5 Ways to Go Green and Save Money in 2014
NEW YORK ( MainStreet) During these first weeks in January, all the common New Year's resolutions are floating around with weight loss usually being first on the list. However, this year especially, more people are looking for ways to save money. If you are a homeowner, the following five "go green" tips are simple enough to carry out and have the potential to save you a bunch of money over the course of the year.
1. Cleaning Products. Before you break out the Lysol Kitchen Cleaner to clean the mess on the counter, take a jab at an all-natural liquid castile soap, such as this one made by Dr. Bronner's Magic Soaps. Made primarily from organic oils, this soap is certified fair trade, non-GMO, non-animal tested and vegan.

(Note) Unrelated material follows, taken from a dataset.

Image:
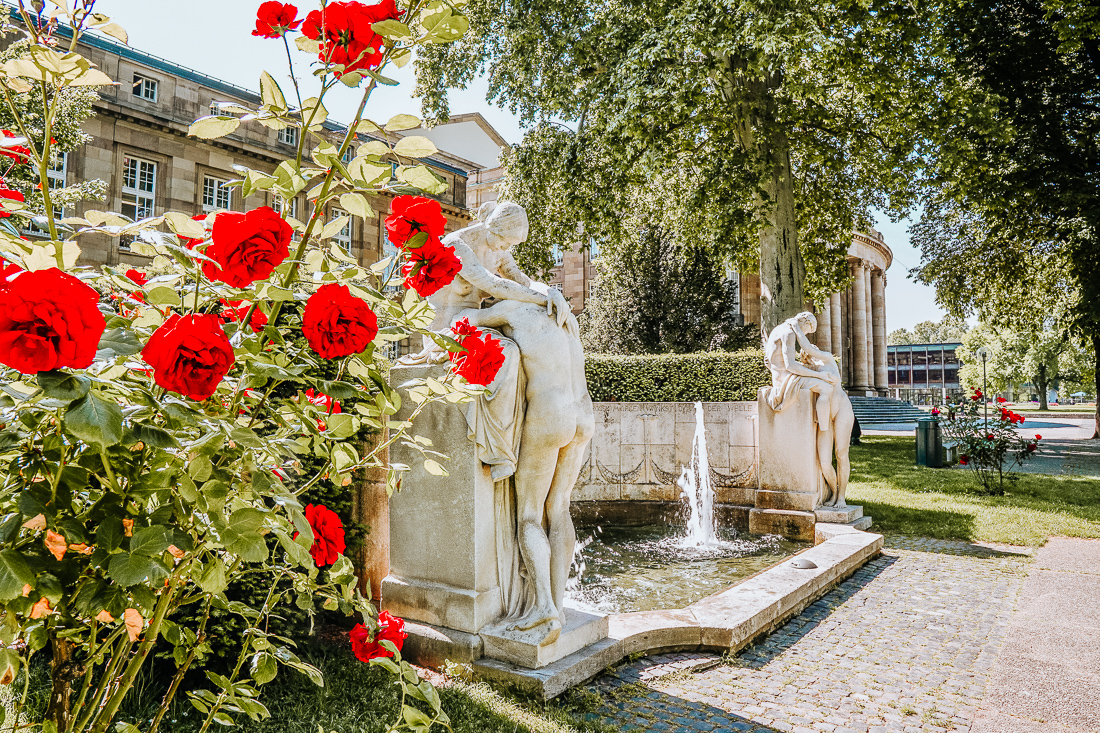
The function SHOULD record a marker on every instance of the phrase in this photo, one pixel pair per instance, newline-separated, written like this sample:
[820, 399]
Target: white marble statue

A 32-ounce bottle costs approximately $16.99, but before you say that the price is higher than a bottle of Lysol, you should know that castile soap can be used to clean multiple areas. When diluted to the proper amount per task, it can be used on dishes, floors, and laundry, in addition to counter surfaces. The natural ingredients in the soap also enable the product to double as a body wash or a shampoo! This soap can also be used for pest control, which you will read more about in the next tip.
How it saves you money: A 22-ounce spray bottle of Lysol Antibacterial Kitchen Cleaner retails anywhere from $4.50 to $8.50. If you were to trade your Lysol, which handles one specific task, in for one 32-ounce bottle of Dr. Bronner's liquid soap, you would be paying $16.99 for an eco-friendly counter cleaner (~$6), floor cleaner (~$8), laundry detergent (~$8), and more, all in one.

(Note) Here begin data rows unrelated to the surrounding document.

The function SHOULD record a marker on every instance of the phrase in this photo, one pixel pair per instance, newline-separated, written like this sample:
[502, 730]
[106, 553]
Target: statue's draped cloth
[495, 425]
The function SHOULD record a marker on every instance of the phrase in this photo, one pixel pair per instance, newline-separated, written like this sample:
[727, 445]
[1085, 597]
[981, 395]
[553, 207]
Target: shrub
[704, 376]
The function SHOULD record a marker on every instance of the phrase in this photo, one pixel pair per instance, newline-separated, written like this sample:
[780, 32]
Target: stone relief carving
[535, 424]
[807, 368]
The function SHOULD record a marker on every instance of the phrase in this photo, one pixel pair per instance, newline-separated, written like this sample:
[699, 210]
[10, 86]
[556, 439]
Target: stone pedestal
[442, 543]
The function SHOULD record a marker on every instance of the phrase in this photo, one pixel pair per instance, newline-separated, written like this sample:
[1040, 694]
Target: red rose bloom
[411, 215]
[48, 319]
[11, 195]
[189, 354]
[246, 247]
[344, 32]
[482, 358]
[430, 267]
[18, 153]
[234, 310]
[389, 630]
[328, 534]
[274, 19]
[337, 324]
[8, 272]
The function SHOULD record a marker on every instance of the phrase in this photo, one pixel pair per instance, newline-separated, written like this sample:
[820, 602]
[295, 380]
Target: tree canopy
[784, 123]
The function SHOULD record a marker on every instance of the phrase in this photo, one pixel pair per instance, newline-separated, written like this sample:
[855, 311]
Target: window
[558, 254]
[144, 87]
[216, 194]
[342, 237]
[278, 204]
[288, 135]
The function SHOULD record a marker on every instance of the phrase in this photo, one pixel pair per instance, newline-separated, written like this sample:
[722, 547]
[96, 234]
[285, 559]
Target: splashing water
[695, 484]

2. Pest control. Instead of calling a traditional exterminator in times of pest problems, first try taking a shot at a more natural, environmentally-friendly way to control your pests. This helpful infographic found on the website for Green Home Pest Control shows that conventional pesticides are chemically-laden, environmentally destructive, and dangerous toward your health and well-being and that of those around you. Aside from the astounding number of unintentional deaths and illnesses related to chemical pesticides, the site also explains that these concoctions may not even be strong enough to combat certain pests, because the creatures are slowly evolving and becoming immune to the same chemicals that have been used for so long. If you are willing to take matters into your own hands, this site is a great tool to rely on. Depending on the insect or animal that is causing the problem, applying simple household products such as cayenne pepper, eggs, canola oil, or liquid soap (as mentioned above) on the affected areas will provide relief.